Last week I spent an exciting Dancers Among Us afternoon in Westchester, New York with Lloyd Knight of Martha Graham Dance Company, Eric Bourne of Parsons Dance, and Broadway dancer Dayla Perkins. The dancers kissed in a photo booth, smoked cigarettes on a train platform, got stuck to gum on a boardwalk, and were busted jumping at an amusement park (who knew you aren't allowed to jump off picnic tables??).
As the sun was setting, we all rushed to a quiet beach in New Rochelle. I wanted a twilight photo of the guys splashing around in the water while Dayla levitates above the horizon. The fantastic thing about working with such talented dancers is that if I can imagine it, they can usually do it.
People often ask me if any tricks or devices are used to create my dance photographs. The answer is an emphatic "No!" There are no trampolines, wires, or Photoshop effects. I rely solely on the creativity and athleticism of talented professionals, and they continue to make me look good.

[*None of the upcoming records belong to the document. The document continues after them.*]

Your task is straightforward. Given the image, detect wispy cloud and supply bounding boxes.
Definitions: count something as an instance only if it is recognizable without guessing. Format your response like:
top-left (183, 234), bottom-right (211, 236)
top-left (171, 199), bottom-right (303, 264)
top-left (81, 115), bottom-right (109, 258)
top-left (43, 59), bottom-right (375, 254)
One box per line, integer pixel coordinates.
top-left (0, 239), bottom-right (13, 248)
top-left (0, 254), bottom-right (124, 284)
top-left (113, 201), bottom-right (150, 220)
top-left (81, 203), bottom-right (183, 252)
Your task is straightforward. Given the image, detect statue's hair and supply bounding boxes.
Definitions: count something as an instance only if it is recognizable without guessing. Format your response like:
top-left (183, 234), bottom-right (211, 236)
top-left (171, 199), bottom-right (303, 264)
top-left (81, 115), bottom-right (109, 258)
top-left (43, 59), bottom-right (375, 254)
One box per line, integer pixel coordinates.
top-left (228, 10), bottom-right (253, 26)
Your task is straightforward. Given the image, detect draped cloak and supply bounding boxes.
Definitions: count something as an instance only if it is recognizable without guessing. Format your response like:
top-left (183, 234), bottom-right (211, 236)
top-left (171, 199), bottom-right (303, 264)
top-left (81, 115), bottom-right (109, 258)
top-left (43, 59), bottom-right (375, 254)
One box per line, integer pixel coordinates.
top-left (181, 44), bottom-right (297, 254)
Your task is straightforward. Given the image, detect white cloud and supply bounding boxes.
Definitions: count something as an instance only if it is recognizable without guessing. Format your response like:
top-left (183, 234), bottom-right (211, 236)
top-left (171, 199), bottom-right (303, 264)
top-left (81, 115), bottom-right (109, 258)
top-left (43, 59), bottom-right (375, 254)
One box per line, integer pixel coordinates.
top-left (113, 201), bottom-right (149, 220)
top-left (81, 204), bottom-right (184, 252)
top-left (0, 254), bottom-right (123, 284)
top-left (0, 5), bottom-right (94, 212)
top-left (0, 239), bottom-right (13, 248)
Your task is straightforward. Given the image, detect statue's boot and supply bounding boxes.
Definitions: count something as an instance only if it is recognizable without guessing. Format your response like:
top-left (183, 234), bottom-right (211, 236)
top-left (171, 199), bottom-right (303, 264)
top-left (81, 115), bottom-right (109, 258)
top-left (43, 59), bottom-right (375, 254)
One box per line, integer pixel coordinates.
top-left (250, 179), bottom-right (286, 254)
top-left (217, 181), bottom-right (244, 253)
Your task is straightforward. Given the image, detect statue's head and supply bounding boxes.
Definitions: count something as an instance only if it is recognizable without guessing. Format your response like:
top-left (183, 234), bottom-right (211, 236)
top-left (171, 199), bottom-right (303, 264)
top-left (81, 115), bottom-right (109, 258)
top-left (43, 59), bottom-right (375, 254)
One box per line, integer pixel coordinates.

This photograph caused an unusual degree of disbelief among those who saw it. "Did she jump? If so, off what? Did they throw her? But their arms aren't in the air. How the frack did you do that? Did you combine two photos?"
Where's the trust, people? Where's the love? Have I ever fooled you before? Fortunately, my assistant, Travis Francis, brought his video camera. I have decided to expose the process, imperfections and all. If you believe the moon landing was rigged and Elvis is still alive, this video might not sway you. But for everyone else, you'll gain a better understanding of what the dancers put themselves (and their bodies) through for a photo.
This week I'm in the Bay Area of California, and I have discovered firsthand that the Pacific water is far too cold to try anything like that for another Dancers Among Us scenario. I am sure there are a slew of adventures waiting for me and the west coast dancers I will be working with here, and I look forward to sharing them with you!